Adsorption kinetics of phosphorus on a calcium silicate hydrate based adsorbent

Abstract

Phosphorus (P) is a fundamental element for plant and animal growth; however, an excessive amount of phosphorus can cause a threat to ecological environmental safety and human health. Therefore, this study aims to synthesize an adsorbent based on calcium silicate hydrates using mixture of polonite and calcium oxide and to determine its adsorption capacity for phosphorus ions. Additionally, pseudo-first- and pseudo-second- order kinetic models were employed to understand the adsorption process.

The adsorbent based on calcium silicate hydrate was synthesized in a mixture of CaO and Polonite (CaO/SiO₂ molar ratio 1.5) under hydrothermal conditions (16 h, 200 °C). It was determined that during hydrothermal treatment two crystalline (tobermorite and α-C₂SH) and semicrystalline type calcium silicates hydrates were formed. Batch adsorption experiments were carried out at temperatures of 25, 35, and 45 °C in a thermostatic absorber by stirring 10 g of synthetic adsorbent in 1 l of KH₂PO₄ solution containing 0.2 g of P⁵⁺/L (20 mg of P⁵⁺ per gram of adsorbent) of phosphate ions. The duration of adsorption lasted up to 168 h. It was determined that adsorption capacity of synthetic adsorbent for phosphorus ions depends on the reaction duration and adsorption temperature. Synthetic adsorbent showed an extremely high adsorption capacity (>18 mg P⁵⁺/g) for phosphorus ions under all adsorption conditions.
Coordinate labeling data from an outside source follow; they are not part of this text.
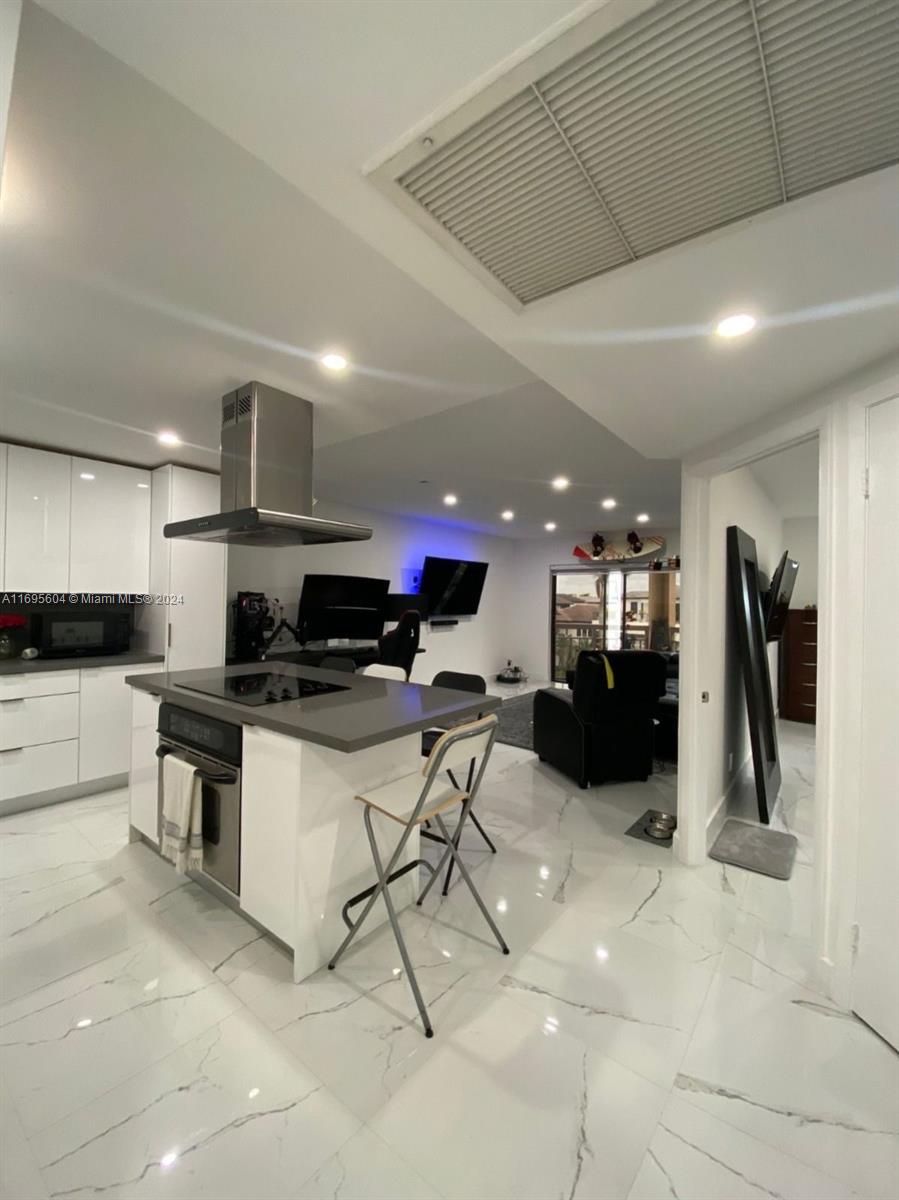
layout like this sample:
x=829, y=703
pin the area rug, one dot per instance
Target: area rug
x=516, y=721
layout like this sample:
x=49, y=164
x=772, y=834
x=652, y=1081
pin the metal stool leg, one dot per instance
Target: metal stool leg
x=467, y=877
x=483, y=832
x=474, y=819
x=395, y=924
x=376, y=892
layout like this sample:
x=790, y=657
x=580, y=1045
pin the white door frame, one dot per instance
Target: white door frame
x=838, y=421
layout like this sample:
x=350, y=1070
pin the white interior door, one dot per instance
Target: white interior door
x=875, y=982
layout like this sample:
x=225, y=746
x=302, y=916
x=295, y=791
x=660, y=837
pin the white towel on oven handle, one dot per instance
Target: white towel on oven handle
x=181, y=815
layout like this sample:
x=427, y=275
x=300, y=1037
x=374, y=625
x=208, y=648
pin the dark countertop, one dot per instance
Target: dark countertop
x=371, y=712
x=30, y=666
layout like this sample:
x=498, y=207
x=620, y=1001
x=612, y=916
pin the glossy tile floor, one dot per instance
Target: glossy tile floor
x=653, y=1032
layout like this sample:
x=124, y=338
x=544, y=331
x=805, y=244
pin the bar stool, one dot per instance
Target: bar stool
x=460, y=682
x=409, y=802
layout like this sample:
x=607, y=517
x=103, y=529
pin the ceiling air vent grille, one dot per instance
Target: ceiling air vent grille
x=690, y=115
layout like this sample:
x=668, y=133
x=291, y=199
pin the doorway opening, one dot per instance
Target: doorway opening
x=612, y=607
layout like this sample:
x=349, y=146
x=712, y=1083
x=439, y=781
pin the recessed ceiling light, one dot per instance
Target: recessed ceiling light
x=736, y=325
x=334, y=363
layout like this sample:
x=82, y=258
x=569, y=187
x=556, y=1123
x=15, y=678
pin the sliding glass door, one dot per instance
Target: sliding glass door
x=612, y=609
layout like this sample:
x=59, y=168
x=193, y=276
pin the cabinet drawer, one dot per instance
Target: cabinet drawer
x=37, y=720
x=37, y=769
x=802, y=673
x=41, y=683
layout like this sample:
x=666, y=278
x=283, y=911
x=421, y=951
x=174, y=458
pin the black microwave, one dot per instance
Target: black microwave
x=67, y=633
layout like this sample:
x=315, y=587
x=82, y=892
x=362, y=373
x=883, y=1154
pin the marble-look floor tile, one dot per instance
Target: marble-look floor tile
x=365, y=1168
x=211, y=930
x=635, y=1002
x=65, y=1044
x=358, y=1027
x=227, y=1115
x=684, y=911
x=19, y=1175
x=695, y=1156
x=75, y=925
x=803, y=1078
x=529, y=1113
x=37, y=849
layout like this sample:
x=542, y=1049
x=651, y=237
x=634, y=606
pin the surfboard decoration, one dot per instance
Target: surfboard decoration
x=618, y=547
The most intensive adsorption occurred at a temperature of 35 °C as within 1 h 1 g of adsorbent adsorbed 16.6 mg of phosphorus. The equilibrium was reached after 48 h, when adsorption capacity reached 18.7 mg P⁵⁺/g. The kinetic calculations and the results of X-ray diffraction showed that chemisorption occurred during the experiments.